Sonim's first U.S. phone, due in March in yellow or black, will be the XP3 Enduro, a quadband GSM/GPRS phone that features push-to-talk (PTT) service. As the industry's first submersible phone, it can remain in water for 30 minutes at up to 1 meter below the water's surface, the company said. Sonim also called the phone's non-porous, hardened-rubber shell “impervious” to sand, dust, mud and industrial microparticles.
The XP3 will also:
withstand 100 3-meter drops on concrete. Other ruggedized phones, in contrast, are certified for 1-meter drop tests, and current Sonim models outside the U.S. are certified for 2-meter drops;
• operate from -40 degrees to +40 degrees Celsius, whereas other ruggedized phones operate only in cold weather down to 10 to 25 degrees below zero, he said. Like the XP3, other rugged phones also operate in temperatures up to 40 degrees Celsius;
• offer an antiglare scratch-resistant screen for viewing in direct sunlight;
• deliver at least two days of talk time or two months of standby time;
• feature durable mechanics, including keypad buttons tested with 500,000 pushes; and
• come with a three-year unconditional guarantee with same-day in-store replacement.

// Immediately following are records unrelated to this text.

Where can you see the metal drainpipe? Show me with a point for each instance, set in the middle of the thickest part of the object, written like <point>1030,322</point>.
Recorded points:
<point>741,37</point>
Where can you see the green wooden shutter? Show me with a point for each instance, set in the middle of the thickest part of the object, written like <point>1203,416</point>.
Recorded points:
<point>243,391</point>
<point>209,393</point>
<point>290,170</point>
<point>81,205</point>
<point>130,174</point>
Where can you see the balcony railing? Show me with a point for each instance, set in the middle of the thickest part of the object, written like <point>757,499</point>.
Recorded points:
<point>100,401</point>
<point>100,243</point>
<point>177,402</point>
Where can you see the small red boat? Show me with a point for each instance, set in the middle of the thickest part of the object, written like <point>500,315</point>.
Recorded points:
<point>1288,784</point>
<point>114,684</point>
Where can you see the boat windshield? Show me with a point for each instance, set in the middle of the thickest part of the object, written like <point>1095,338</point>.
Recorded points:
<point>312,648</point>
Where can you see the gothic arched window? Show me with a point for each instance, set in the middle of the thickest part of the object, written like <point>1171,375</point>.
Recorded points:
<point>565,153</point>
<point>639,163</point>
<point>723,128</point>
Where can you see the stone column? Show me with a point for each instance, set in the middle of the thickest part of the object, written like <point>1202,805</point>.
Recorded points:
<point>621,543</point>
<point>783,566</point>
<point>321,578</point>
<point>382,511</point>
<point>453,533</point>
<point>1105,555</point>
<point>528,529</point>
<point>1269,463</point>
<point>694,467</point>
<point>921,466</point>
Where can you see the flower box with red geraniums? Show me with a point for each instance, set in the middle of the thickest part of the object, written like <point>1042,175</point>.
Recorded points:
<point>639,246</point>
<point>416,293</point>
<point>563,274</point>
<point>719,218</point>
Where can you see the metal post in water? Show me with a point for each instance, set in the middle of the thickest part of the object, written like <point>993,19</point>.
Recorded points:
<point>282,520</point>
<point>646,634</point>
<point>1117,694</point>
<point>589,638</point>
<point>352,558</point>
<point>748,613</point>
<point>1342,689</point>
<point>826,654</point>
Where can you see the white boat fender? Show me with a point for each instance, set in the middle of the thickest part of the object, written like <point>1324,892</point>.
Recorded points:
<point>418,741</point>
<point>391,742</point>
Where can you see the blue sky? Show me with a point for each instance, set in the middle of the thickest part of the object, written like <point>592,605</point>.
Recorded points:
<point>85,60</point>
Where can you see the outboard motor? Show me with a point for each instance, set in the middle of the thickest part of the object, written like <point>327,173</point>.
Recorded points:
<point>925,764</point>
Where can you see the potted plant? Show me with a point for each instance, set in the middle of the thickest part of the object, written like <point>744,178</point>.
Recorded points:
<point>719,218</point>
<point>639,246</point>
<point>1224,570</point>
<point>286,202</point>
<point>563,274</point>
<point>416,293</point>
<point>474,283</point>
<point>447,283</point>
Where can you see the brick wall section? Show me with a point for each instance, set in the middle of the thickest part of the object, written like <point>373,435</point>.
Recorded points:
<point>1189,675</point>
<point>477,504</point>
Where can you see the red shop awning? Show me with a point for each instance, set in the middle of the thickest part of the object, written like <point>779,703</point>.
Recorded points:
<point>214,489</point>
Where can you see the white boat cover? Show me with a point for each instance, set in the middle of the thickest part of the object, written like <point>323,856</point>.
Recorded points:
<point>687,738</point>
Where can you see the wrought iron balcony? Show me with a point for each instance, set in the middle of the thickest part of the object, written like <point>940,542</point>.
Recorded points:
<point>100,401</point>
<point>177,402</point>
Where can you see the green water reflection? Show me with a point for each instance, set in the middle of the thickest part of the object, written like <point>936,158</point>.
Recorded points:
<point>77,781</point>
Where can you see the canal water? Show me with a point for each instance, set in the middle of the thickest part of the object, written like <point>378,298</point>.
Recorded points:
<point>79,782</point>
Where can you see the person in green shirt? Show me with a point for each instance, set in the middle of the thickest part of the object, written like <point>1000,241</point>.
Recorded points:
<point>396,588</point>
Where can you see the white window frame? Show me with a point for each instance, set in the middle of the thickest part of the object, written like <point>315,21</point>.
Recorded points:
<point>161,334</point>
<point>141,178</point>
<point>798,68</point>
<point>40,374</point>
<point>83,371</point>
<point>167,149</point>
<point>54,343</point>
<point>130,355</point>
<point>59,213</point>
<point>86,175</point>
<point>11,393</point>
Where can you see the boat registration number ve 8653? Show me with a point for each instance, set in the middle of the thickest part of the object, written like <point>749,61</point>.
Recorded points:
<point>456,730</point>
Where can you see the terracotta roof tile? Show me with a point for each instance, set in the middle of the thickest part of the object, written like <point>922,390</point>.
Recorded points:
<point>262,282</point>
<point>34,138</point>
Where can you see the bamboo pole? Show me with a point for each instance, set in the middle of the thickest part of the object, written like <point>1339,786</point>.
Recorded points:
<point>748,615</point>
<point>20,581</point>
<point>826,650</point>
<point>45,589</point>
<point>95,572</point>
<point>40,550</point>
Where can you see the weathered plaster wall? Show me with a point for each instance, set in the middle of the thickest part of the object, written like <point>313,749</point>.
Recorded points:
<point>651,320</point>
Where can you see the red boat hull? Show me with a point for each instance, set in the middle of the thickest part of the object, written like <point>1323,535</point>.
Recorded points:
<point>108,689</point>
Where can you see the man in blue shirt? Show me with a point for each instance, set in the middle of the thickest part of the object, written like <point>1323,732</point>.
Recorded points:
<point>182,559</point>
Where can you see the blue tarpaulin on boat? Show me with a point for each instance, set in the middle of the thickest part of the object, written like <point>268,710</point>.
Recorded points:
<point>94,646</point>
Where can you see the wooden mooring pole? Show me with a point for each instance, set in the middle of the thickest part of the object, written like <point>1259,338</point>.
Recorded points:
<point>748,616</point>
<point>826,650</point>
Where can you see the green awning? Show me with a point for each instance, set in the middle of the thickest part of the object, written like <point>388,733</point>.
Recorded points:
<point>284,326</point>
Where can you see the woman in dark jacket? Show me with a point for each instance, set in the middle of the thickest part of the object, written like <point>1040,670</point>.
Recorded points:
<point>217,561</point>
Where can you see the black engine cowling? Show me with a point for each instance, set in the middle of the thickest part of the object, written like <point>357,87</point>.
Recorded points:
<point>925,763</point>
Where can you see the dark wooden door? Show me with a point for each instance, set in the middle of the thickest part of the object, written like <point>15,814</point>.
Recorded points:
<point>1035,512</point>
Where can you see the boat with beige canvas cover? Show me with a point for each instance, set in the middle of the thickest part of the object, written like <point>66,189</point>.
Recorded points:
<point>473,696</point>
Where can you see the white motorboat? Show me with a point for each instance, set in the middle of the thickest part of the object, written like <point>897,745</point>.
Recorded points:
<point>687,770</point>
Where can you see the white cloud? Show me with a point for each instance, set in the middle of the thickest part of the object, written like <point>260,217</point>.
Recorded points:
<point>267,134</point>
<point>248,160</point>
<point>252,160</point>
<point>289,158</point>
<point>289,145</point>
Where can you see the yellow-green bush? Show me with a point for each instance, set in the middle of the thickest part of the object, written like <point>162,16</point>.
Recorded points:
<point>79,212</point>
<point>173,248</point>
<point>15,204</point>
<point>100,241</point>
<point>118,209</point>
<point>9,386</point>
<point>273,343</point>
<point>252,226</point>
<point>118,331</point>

To reach people interested in such durability, Sonim will target rural GSM carriers, outdoors stores, retail chains where contractors have open accounts, warehouse clubs where businesses buy, and large enterprises such as utilities and package-delivery companies, Plaschke told TWICE.
Through retailers, the phone will be sold unlocked and unsubsidized at about $400 to $500, but it can be sold locked at a subsidized price through GSM carriers or through retailers who choose to operate as mobile virtual network operators (MVNOs), Plaschke said.